Reasons Why Health Insurance Claims May Get Rejected And How To Avoid the same:

Here are some of the most general details that can result in rejecting health insurance claims.

  1. If you have not provided the information about any pre-existing medical conditions when purchasing the policy.
  2. If the insurance company finds any fraudulent details in your claim.
  3. When you submit a request for reimbursement for medical procedures or illnesses that are not included in the health insurance plan.
  4. If you file the claim during the waiting period.
  5. The claim is raised after the health insurance is expired.
  6. In case you fail to submit a claim within the specified time.
  7. If a claim is made for an amount greater than the sum insured stated in the policy.

Frequently Asked Questions

Many insurance companies manage claims without the requirement of cash payments. However, it is advised to the policyholders to refer to their policy document to understand whether the company settles claims in a cashless manner or through reimbursement. Even if cashless claims are applicable, receiving treatment at a hospital affiliated with the insurance company's network is essential.

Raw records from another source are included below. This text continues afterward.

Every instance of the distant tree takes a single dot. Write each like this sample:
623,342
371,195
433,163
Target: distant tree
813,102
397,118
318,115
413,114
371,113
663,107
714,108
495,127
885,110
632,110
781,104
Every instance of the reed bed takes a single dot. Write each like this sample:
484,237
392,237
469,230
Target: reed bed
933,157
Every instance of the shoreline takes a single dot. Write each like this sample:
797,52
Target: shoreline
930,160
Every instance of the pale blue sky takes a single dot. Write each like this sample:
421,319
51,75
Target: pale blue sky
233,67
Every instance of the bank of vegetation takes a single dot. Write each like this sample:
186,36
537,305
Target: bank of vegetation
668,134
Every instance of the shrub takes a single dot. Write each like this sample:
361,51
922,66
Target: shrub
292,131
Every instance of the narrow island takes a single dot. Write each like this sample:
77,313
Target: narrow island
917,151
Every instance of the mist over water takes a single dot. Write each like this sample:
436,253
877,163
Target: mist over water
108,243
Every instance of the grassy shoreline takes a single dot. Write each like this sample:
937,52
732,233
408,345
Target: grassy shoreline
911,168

Your insurance policy includes a waiting period for 30 days before you can file a claim unless it is due to an accident. There are also waiting periods for pre-existing conditions and specific diseases, which can vary depending on the terms and conditions of the insurance company. To avoid any unpleasant surprises at the time of settling your claim, it is recommended that you contact your insurance provider and inquire about the waiting periods.

A Third-Party Administrator (TPA) is a mediator that assists in settling claims between the insured party and the insurance company. TPAs can be found at hospital reception desks and are the primary contact for customers to inform the insurance company about their claims.

You can make a claim on your health insurance policy once you have been hospitalised or received treatment. In the case of emergency hospitalisation, you must notify your insurance company within 24 hours, and for planned hospitalisation, you should inform them at least 48 hours beforehand. To receive reimbursement, you must provide all the required documents to your insurer within 30 days of discharge.

You can file multiple health insurance claims without restrictions during the policy period. However, ensuring that the total claim amount does not exceed the sum insured is essential. If the total claim amount exceeds the sum insured, you will be responsible for covering the additional expenses.